I am prepared to offer my resignation. What shall I do?

Your always grateful pupil,

Incent.

I did not reply to this, though, of course, had he resigned I would have asked him to reconsider. But he did not. I heard he was sufficiently involved with the rebel forces on Volyendesta, to the point where he was wounded in the arm and had to be hospitalized. Since I was due in the Volyen system, I decided to wait till I had seen him.

Volyen itself seethes with emotions of all kinds, its four colonies no less – to the extent that there is nowhere I could place Incent hoping he would be free from the stimulus of words long enough to recover his balance. No, I had either to send him home to Canopus with the recommendation that he was unfit for Colonial Service, and this I was reluctant to do – as you know, I am always unwilling to waste such experiences in young officials who might be strengthened by them in the long run – or to regard it as a case where we must decide to exercise patience.

Of course we can decide to submit him to the Total Immersion Cure, but that does seem rather a last resort. Meanwhile, he is still in hospital.

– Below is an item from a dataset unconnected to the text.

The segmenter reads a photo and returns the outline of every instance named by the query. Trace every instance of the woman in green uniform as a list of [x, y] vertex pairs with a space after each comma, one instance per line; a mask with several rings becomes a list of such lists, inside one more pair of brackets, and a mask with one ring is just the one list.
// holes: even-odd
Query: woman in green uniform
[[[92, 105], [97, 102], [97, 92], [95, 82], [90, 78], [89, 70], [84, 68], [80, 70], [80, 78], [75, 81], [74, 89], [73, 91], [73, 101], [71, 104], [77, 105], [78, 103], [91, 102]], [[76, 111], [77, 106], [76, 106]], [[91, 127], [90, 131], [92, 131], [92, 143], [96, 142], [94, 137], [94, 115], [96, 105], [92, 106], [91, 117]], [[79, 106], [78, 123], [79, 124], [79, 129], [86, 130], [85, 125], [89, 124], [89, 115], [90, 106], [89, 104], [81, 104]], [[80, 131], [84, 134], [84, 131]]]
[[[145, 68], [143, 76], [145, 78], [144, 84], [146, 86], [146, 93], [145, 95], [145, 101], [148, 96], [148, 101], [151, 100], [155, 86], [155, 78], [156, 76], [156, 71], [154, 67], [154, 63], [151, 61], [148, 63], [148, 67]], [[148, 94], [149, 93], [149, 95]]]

the history of the volyen empire. summary chapter. (excerpts.)

This is the largest planet of a Class 18 Star situated on the remotest verges of the Galaxy, on the outside edge of its outer spiral arm. It is in a very poor position for Harmonic Cosmic Development; and for this reason it has never been part of the Canopean Empire. We did not do more than maintain Basic Surveillance for thirty thousand Canopean years. At the beginning of this period an evolutionary leap had taken the population from Type 11 to Type 4 (that is to say, Galactian Basic), and a predominantly gathering-and-hunting type soon developed agriculture, trade, and the beginnings of metallurgy, and built towns. There was little contact between Volyen and near planets. Then, because of a cosmic disturbance resulting from the violent 'soul-searchings' of the neighbouring Sirian Empire, the population increased rapidly, material development accelerated, and a ruling caste came to dominate the entire planet, making slaves of nine-tenths of the population. All the planets in that sector were similarly affected, and there began a period of history during which they have been invading and settling one another, as short-lived and unstable 'Empires,' for twenty-one C-years.